Pour avoir participé à une entente sur le prix du raisin », l’Association des Viticulteurs d’Alsace (AVA), le Groupement des Producteurs Négociants du Vignoble Alsacien (GPNVA) et le Comité interprofessionnel des Vins d’Alsace (CIVA) sont sanctionnés par l’Autorité de la concurrence. Annoncées par communiqué ce 17 septembre, ces amendes s’élèvent à 26 000 euros pour l’AVA, 2 000 € pour le GPNVA et 348 000 € pour le CIVA. La peine prononcée contre l’interprofession est plus importante « pour avoir élaboré et diffusé des recommandations tarifaires sur le vin en vrac » rapporte l’Autorité de la concurrence, se basant sur des rapports de la Direction générale de la Concurrence, de la Consommation et de la Répression des fraudes (DGCCRF).
« Entre 2008 et 2017, l’AVA, représentant les producteurs, le GPNVA, représentant les négociants et vendeurs de vins, et le CIVA, l’interprofession, se sont concertés afin d’établir des recommandations, à l’issue de chaque récolte, sur les prix de vente du raisin et ce, pour chaque cépage alsacien (dont le Riesling et le Gewurztraminer) » détaille le communiqué, ajoutant qu’« à compter de 2013, ces mêmes prix ont été publiés dans une revue spécialisée » (voir illustration ci-dessous).
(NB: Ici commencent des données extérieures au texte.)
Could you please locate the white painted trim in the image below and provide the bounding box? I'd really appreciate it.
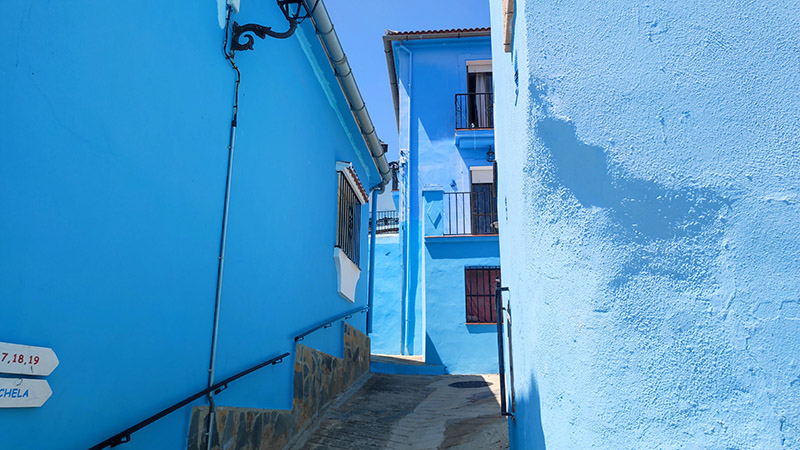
[333,247,361,303]
[336,161,369,205]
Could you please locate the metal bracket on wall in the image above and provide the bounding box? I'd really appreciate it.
[231,0,313,52]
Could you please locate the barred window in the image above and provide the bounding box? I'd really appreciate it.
[336,172,361,266]
[464,267,500,323]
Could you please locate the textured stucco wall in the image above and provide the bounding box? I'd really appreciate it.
[491,0,800,450]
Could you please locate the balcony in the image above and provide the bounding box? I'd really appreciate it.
[369,211,400,234]
[456,92,494,130]
[442,189,497,236]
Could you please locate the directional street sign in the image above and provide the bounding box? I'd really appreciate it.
[0,342,58,376]
[0,378,53,408]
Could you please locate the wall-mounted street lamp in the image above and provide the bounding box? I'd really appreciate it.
[231,0,313,52]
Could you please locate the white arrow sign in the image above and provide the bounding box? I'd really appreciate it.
[0,342,58,376]
[0,378,53,408]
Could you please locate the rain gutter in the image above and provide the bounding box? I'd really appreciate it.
[303,0,392,192]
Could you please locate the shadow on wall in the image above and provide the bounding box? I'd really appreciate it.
[508,377,547,450]
[533,94,729,290]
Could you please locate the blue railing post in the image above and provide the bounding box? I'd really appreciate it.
[422,185,444,236]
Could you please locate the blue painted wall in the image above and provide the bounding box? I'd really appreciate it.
[492,0,800,450]
[374,36,499,373]
[0,0,379,450]
[370,234,403,355]
[425,236,500,374]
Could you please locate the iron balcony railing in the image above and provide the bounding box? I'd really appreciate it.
[456,93,494,130]
[443,190,497,236]
[369,211,400,234]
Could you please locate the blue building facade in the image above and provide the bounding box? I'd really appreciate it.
[373,29,499,373]
[0,0,388,450]
[491,0,800,450]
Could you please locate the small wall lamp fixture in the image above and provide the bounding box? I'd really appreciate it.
[231,0,313,52]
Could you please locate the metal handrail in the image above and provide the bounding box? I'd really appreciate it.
[294,306,369,342]
[89,352,290,450]
[495,284,517,418]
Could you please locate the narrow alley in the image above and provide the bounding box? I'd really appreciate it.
[294,373,509,450]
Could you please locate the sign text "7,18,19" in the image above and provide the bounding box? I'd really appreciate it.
[0,342,58,376]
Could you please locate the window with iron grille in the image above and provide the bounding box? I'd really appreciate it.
[336,172,361,266]
[464,267,500,323]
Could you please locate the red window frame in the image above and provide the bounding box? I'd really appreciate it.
[464,266,500,324]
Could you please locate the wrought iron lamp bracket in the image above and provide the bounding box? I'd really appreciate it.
[231,0,313,53]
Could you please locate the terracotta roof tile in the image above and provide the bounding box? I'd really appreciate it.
[386,27,491,36]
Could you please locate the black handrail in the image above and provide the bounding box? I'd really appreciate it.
[495,278,517,417]
[294,306,369,342]
[89,352,290,450]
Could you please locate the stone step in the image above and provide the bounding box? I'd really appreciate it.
[370,355,447,375]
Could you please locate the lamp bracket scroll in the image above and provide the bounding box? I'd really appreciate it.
[231,0,310,52]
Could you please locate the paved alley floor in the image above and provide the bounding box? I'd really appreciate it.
[295,373,508,450]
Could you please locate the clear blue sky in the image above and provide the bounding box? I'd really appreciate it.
[325,0,489,161]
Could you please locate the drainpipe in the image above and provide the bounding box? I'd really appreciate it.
[367,181,384,335]
[400,150,408,355]
[397,42,414,355]
[206,5,241,450]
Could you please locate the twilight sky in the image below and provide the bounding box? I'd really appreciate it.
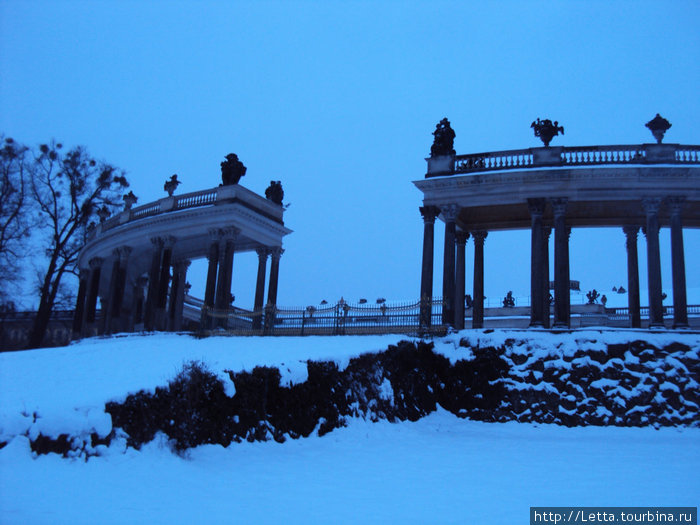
[0,0,700,307]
L’Autorité de la concurrence ajoute que « l’interprofession a publié depuis 1980 des recommandations tarifaires sur le vin en vrac ».
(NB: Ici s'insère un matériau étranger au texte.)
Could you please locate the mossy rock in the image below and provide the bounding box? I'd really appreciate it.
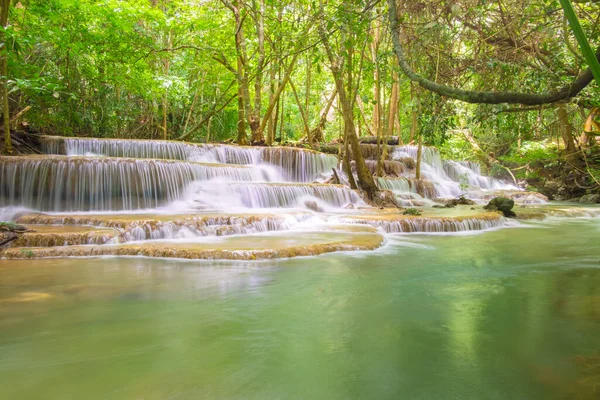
[483,197,517,218]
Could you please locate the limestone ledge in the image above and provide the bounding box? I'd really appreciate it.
[0,232,385,260]
[16,212,311,240]
[339,212,504,233]
[9,225,121,247]
[40,135,332,158]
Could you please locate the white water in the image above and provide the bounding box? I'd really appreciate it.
[42,137,337,182]
[0,137,552,240]
[391,146,520,203]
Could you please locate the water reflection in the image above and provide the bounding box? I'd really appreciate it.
[0,221,600,399]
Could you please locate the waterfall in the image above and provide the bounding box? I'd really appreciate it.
[42,136,337,182]
[180,180,358,210]
[0,156,268,211]
[391,146,519,198]
[340,216,504,233]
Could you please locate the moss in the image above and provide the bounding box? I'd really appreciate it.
[340,213,502,233]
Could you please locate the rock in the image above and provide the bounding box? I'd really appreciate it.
[446,196,475,208]
[402,208,423,216]
[483,197,516,218]
[579,194,600,204]
[304,200,324,212]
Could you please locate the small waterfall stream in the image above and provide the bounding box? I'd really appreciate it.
[0,137,552,259]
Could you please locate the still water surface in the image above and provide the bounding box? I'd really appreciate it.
[0,219,600,400]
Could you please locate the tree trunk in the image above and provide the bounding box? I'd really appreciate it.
[388,0,600,106]
[556,103,577,157]
[319,25,377,199]
[415,132,423,180]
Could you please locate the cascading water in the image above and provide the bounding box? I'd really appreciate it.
[42,136,337,182]
[0,137,548,258]
[182,180,366,210]
[0,156,269,211]
[391,146,519,202]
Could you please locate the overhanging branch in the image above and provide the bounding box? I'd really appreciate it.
[388,0,600,106]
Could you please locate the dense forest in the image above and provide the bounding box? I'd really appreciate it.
[0,0,600,198]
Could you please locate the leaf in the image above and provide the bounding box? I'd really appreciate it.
[560,0,600,85]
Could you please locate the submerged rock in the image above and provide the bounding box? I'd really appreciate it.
[579,194,600,204]
[483,197,517,218]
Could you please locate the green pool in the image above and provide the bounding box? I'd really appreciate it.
[0,219,600,400]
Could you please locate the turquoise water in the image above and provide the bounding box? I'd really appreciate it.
[0,219,600,399]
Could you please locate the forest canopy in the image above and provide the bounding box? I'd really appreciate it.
[2,0,600,178]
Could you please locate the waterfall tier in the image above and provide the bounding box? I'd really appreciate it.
[182,181,366,210]
[0,156,269,211]
[42,136,337,182]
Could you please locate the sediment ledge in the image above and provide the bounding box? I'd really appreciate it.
[9,225,121,247]
[17,212,311,241]
[0,232,385,260]
[339,212,504,233]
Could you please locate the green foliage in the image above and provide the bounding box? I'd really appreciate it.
[458,173,469,193]
[559,0,600,85]
[500,140,558,166]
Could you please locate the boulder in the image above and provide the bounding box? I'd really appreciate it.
[579,194,600,204]
[483,197,517,218]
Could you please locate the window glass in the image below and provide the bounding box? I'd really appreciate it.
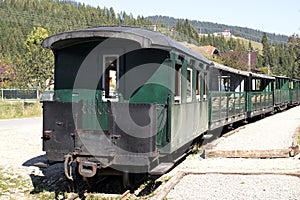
[103,55,119,98]
[186,68,193,102]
« Je suis effaré par ce rendu de l’Autorité de la Concurrence. Je conteste, il n’y a jamais eu d’entente sur les prix du raisin en Alsace ! » réagit à chaud Jérôme Bauer, le président de l’AVA. « J'hésite entre la consternation et l'incompréhesion concernant les griefs qui nous sont reprochés » confirme Didier Pettermann, le président du CIVA. L'interprofession comme l'association des viticulteurs déclarent se réserver le droit de faire appel, après avoir pris le temps de la réflexion alors que les vendanges du millésime 2020 battent leur plein. « Il s'agit d'indicateurs de prix qui ne peuvent être qualifiés d'anticoncurrentiels » explique Didier Pettermann, qui souligne que les services de l'Etat demande ces chiffres pour calculer les fermages. Même absence d'effets négatifs pour Jérôme Bauer, qui souligne que les prix constatés sur la période incriminée « varient selon un écart-type de 30 %. Aucune entreprise ne pratique les mêmes cours ! L’Autorité de la concurrence ne comprend pas le fonctionnement du monde agricole… »
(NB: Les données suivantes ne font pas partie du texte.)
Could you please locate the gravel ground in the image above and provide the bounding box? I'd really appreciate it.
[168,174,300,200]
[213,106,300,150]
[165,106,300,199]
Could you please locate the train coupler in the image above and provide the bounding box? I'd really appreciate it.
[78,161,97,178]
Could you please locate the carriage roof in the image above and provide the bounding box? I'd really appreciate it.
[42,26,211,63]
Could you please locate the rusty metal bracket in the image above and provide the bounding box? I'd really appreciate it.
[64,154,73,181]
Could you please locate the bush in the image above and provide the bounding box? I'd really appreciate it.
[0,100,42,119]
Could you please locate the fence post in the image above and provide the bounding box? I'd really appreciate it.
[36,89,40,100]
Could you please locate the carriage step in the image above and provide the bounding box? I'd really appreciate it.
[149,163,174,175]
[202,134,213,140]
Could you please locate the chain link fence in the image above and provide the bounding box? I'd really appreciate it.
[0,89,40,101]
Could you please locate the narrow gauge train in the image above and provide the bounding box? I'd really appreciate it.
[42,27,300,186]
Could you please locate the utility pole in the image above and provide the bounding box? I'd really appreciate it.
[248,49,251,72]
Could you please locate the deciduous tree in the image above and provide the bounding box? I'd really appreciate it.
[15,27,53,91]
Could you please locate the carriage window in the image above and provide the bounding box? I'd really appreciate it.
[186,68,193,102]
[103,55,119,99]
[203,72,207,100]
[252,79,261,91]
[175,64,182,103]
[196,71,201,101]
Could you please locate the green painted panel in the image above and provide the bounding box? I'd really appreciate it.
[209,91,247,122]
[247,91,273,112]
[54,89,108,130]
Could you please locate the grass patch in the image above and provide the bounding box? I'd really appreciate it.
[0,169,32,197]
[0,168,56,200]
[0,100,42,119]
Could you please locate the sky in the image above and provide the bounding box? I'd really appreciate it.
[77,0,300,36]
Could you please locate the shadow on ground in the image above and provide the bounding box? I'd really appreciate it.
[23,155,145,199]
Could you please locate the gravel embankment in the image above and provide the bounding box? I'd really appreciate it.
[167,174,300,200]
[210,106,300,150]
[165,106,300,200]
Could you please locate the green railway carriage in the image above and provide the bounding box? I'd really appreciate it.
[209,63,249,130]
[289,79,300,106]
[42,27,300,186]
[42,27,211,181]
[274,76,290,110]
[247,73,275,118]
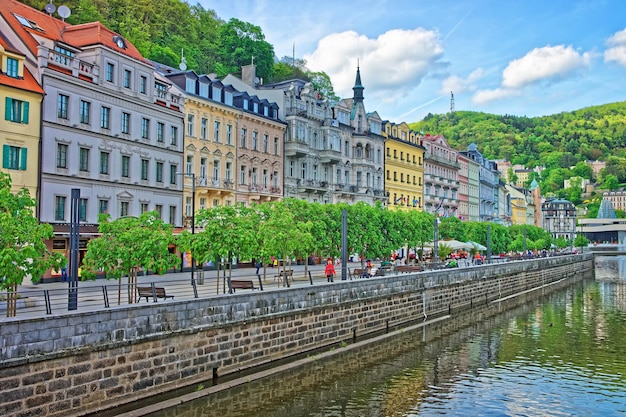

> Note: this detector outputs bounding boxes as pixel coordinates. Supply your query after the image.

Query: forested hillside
[411,102,626,168]
[19,0,337,94]
[20,0,626,198]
Reconnaissant avoir validé des recommandations syndicales de prix, le président de l’AVA revendique toujours leur bien-fondé : « nous sommes un syndicat de défense du revenu de nos adhérents. Quand la CGT, la CFDT ou FO demandent une revalorisation du SMIC, ça ne pose pas de problème. Nous voulons aussi pouvoir garantir un revenu aux viticulteurs ! » Jérôme Bauer souligne également que ces recommandations étaient connues de l’administration : « la DRAAF participait aux commissions paritaires de 2008 à 2013. Toutes les administrations, dont la DGCCRF, participent à nos assemblées générales, ils n’ont jamais dit que c’était illégal. »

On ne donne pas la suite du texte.